Sirva este espacio para reconocer el trabajo de la maestra Margarita Toledo que durante muchos años luchó para defender lo auténtico sobre lo político.
El oaxaqueño ha convertido a la Guelaguetza en un símbolo de su identidad. No hay expresión más oaxaqueña que la fiesta en el cerro y a su alrededor hemos construido una imagen mítica de nuestra cultura.
Por ello mismo las pifias recientes ofenden porque se toman como una burla hacia nuestras raíces. No se trata de que el origen de la fiesta sea prehispánico o moderno, se trata de que la gente la ha hecho suya y, en su percepción, merece un trato digno de una fiesta de la hermandad convertida hoy en valioso patrimonio cultural.
El oaxaqueño se viste de Guelaguetza y así se proyecta al mundo a través de su música, sus bailes, sus textiles, su comida y nuestras añoranzas por un imaginario pasado que siempre fue mejor.
La gente necesita exaltar sus tradiciones y exige que el Estado no desvirtúe la cultura, ni por motivos ideológicos ni económicos.
Tristemente hoy esas dos razones pesan demasiado en la toma de decisiones respecto de la celebración porque la difusión ya no se dirige a nosotros los oaxaqueños sino a los turistas y a la clase política que la usa como escaparate nacional. Alejandro Murat, que ni oaxaqueño es, usó la fiesta como un medio para proyectarse él, apropiándose de una cultura que le es totalmente ajena.
La Guelaguetza proporciona un sentido de pertenencia y por eso mismo la gente la defiende y la enriquece.
Aplicar políticas públicas inventadas sobre las rodillas o trabajadas con base en ocurrencias del funcionario en turno atentan contra nuestro patrimonio cultural.
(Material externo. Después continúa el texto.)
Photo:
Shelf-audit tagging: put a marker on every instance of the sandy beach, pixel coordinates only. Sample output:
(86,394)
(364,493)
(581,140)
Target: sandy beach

La Guelaguetza no le pertenece al gobierno, éste tiene la obligación de promoverla y proporcionar los recursos para que se lleve a cabo con el debido respeto, de forma democrática, abierta, transparente y contraria al autoritarismo para disponer de un patrimonio que es de los oaxaqueños en su totalidad.
Deben las autoridades saber transitar entre las tensiones que provoca la conflictividad social propia de nuestra tierra y de las ideas que llegan de fuera a fin de no perder identidad frente a los intereses del mercado que solo aumentan la desigualdad al basarse únicamente en la capacidad de consumo del turista.
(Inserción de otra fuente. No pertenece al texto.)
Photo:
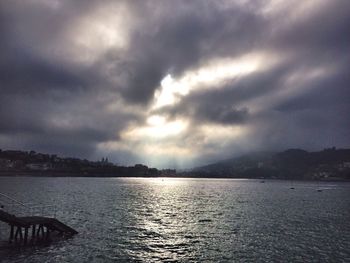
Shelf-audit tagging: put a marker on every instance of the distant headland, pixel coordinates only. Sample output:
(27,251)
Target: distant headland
(328,164)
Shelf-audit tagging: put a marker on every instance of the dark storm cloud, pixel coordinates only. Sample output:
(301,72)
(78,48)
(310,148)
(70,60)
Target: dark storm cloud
(51,102)
(181,39)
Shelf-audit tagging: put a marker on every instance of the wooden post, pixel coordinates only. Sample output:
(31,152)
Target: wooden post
(47,233)
(33,231)
(11,233)
(25,235)
(42,231)
(38,231)
(19,233)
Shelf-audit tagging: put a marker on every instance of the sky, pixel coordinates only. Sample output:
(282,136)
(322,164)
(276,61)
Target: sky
(172,83)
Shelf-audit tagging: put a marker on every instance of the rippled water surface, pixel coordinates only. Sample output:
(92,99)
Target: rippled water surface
(188,220)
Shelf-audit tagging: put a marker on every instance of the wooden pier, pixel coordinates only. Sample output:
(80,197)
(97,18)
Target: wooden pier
(33,228)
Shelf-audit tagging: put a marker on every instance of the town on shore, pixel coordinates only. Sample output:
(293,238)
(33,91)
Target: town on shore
(328,164)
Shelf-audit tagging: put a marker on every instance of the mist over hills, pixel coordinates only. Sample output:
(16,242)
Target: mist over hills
(330,164)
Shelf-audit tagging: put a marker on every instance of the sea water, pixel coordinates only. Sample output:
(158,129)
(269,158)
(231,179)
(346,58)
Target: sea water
(187,220)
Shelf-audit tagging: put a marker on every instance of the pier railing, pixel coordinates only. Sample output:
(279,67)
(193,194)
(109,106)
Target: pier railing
(17,208)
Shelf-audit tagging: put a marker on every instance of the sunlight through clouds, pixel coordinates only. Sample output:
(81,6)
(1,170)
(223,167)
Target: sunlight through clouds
(211,75)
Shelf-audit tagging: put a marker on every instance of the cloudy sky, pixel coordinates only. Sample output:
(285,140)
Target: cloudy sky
(173,83)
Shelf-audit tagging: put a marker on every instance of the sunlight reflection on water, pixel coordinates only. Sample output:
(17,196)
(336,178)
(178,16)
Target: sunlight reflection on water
(189,220)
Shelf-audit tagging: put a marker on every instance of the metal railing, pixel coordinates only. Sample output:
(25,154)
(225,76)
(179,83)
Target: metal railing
(17,208)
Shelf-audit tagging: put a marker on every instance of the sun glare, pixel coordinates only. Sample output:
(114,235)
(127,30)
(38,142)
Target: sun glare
(212,75)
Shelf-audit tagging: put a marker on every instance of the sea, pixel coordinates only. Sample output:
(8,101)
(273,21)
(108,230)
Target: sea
(186,220)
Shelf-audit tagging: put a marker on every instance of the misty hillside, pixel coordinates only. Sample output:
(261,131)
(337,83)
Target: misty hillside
(293,163)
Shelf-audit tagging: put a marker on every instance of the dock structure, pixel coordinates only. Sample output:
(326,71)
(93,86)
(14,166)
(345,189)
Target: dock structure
(33,228)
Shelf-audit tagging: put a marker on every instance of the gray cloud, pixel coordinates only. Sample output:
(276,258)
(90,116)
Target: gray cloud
(51,102)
La llegada de funcionarios con intereses en la industria turística, como hoteleros y restauranteros, ha derivado en una visión netamente comercial de las festividades. No hay espacio ahora para quienes desean vivirlas en profundidad, en la intimidad de su ser.
Ahora todo es ruido, gigantismo y escándalo; es el aporte de quienes, siendo ajenos a los barrios, se visten de ellos para gritar su amor por Oaxaca, pero que corren a Las Vegas para festejar su nacionalismo.
La Guelaguetza merece respeto, es una institución ampliamente aceptada y debe organizarse escuchando las voces de quienes conocen del tema. No al capricho, ni a la ocurrencia y mucho menos a la improvisación, la revancha, el resentimiento o la ideologización en nombre de una transformación que en menos de dos años será olvidada.
La Guelaguetza la convertimos en un ritual en el que nos proyectamos, nos comunicamos con el mundo y sirve para mostrar nuestro orgullo por nuestras raíces, que siempre estarán a debate entre los ortodoxos de un mítico pasado indígena o los defensores del mestizaje; entre quienes defienden un espectáculo cultural o quienes apoyan el espectáculo comercial. Lo que no está en duda es que la Guelaguetza merece respeto.